Why Waco?: Cults and the Battle for Religious Freedom in America
- Cover
- Authors: James D. Tabor, Eugene V. Gallagher
- Language: English
- Publisher: University of California Press
- Publication date: 1995
- Pages: 268
- ISBN: 9780585054742
- OCLC: 42855061

= Why Waco? =

1995 book on the Waco siege

Why Waco?: Cults and the Battle for Religious Freedom in America is a 1995 non-fiction book written by James D. Tabor and Eugene V. Gallagher on the Waco siege and the anti-cult movement in America. It was published by the University of California Press. The same press reprinted it in 1997 in paperback. The appendix of the book contains an unfinished manuscript written by David Koresh, the leader of the Branch Davidians, on the Seven seals in the Book of Revelation. The appendix has a preface written by Tabor and J. Phillip Arnold. The manuscript was obtained from a survivor of the fire, Ruth Riddle. The final pages of the book provide a list of Branch Davidians who died in the 28 February 1993 raid, the 19 April 1993 fire, and who survived.

According to David Edwin Harrell, Tabor and Gallagher argue in their book that the Bureau of Alcohol, Tobacco, and Firearms, Federal Bureau of Investigation, and other federal agencies failed to assess the situation properly and executed a "heavy-handed" plan, informed by "experts who, according to [Tabor and Gallagher], had no interest in or knowledge of the religious nuances of the situation".

== Reception ==
Bill Piekarski for the Library Journal called the book both "sober" and "sobering", and he recommended it for academic and church libraries. A reviewer for Publishers Weekly believes the authors make a "compelling case that the confrontation was avoidable and could have been resolved peacefully".

Bill Pitts for the Journal of Church and State calls the book a "welcome volume" and a "well-argued assault on prejudice against new religious movements". Catherine Wessinger for Nova Religio believes that Tabor and Gallagher provide the "best presentation of David Koresh's teachings and interpretations of the Bible". She compliments Tabor and Gallagher's avoidance of "demonizing the Davidian apostate, Marc Breault, who was instrumental in shaping how the [Bureau of Alcohol, Tobacco, and Firearms (ATF)] and [Federal Bureau of Investigation (FBI)] agents saw Koresh and the Davidians". Jacob Sullum for Reason wrote that the book "eloquently and persuasively" argue their thesis.

Leo P. Ribuffo for The Christian Century said that the book could be useful even for those who agree with its thesis.

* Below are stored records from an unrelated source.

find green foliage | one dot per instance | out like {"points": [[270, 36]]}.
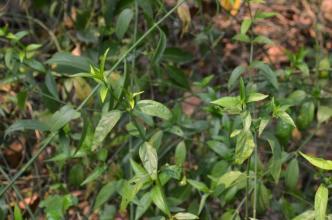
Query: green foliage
{"points": [[222, 141]]}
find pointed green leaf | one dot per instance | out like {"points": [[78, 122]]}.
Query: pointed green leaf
{"points": [[229, 178], [255, 97], [318, 162], [154, 108], [200, 186], [180, 153], [185, 216]]}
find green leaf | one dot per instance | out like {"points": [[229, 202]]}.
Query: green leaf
{"points": [[307, 215], [159, 52], [244, 146], [263, 15], [180, 154], [75, 63], [267, 72], [318, 162], [156, 139], [94, 175], [255, 97], [105, 194], [185, 216], [22, 125], [324, 113], [56, 206], [242, 38], [200, 186], [296, 97], [235, 75], [220, 148], [245, 25], [105, 125], [154, 108], [103, 90], [17, 213], [262, 40], [128, 193], [149, 158], [123, 22], [284, 116], [233, 105], [321, 199], [61, 117], [229, 178], [292, 174], [262, 125], [159, 200]]}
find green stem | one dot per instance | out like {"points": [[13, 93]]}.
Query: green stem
{"points": [[247, 191]]}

Ribuffo compliments the book's "good introduction" to Koresh and the Branch Davidians, but he criticizes their focus on the ATF and FBI's dismissal of the group as a cult. Stuart A. Wright for CrossCurrents called the book a "detailed description of events" before the siege, and he compliments it as a "commendable effort" to describe the Waco siege in a greater American religious landscape, particularly involving the anti-cult movement.

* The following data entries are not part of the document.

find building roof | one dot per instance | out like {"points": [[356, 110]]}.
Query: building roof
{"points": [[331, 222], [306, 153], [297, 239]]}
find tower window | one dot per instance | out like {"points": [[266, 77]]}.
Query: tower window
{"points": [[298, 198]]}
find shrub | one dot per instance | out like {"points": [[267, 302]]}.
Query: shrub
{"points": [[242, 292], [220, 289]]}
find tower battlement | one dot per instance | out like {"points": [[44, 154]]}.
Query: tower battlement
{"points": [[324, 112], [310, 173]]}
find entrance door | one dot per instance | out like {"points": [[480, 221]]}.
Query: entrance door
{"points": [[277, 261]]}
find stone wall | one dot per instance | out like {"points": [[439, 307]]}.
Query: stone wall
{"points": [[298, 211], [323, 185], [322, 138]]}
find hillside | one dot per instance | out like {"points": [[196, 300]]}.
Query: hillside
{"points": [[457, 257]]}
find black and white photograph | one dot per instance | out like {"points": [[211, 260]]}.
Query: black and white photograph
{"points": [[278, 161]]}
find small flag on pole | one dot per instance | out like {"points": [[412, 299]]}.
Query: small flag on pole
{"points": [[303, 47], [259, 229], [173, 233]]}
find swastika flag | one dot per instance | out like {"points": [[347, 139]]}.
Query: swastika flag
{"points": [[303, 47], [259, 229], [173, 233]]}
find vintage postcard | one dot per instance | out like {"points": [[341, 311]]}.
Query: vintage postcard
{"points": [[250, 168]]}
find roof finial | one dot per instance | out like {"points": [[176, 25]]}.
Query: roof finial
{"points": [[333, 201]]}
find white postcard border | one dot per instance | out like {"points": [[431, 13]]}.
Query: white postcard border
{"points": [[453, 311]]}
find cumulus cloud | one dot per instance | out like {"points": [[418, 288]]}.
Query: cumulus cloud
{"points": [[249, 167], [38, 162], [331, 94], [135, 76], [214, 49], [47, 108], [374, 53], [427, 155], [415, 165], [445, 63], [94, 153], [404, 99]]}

Dean M. Kelley for the Journal for the Scientific Study of Religion, in comparing it to other books about the Waco siege, noted that the book devoted little space to the actual event itself and more to the actors' intentions, beliefs, etc. David Edwin Harrell for The Journal of American History wrote that the book "provided a needed balance to the avalanche of sensational journalism about Waco and sometimes the frightening tactics of the cultbusters". He commended the authors for focusing on "the constitutional questions raised by the Waco raid in particular and by cultbusting in general", but criticizes their characterization of Koresh that "falls short of making him either intelligent or pious". Mary Carroll in Booklist calls the book a "useful but far from balanced presentation" of Koresh and the Branch Davidians.

Charles H. Lippy for the Journal of American Studies compared the work to Mark S. Hamm's Apocalypse in Oklahoma: Waco and Ruby Ridge Revenged – which documents and analyzes the law-enforcement responses to the Branch Davidians and the Christian Identity white power activist who lived in Ruby Ridge, Idaho – and noted that Tabor and Gallagher saw the "symbolic dimension" of the Waco siege: it symbolizes how "misunderstanding the dynamics of emergent religions becomes an assault on religious freedom". Jim Bencivenga for The Christian Science Monitor wrote that the book's discussion of cults "transcends" then-current Congressional hearings on the Waco siege.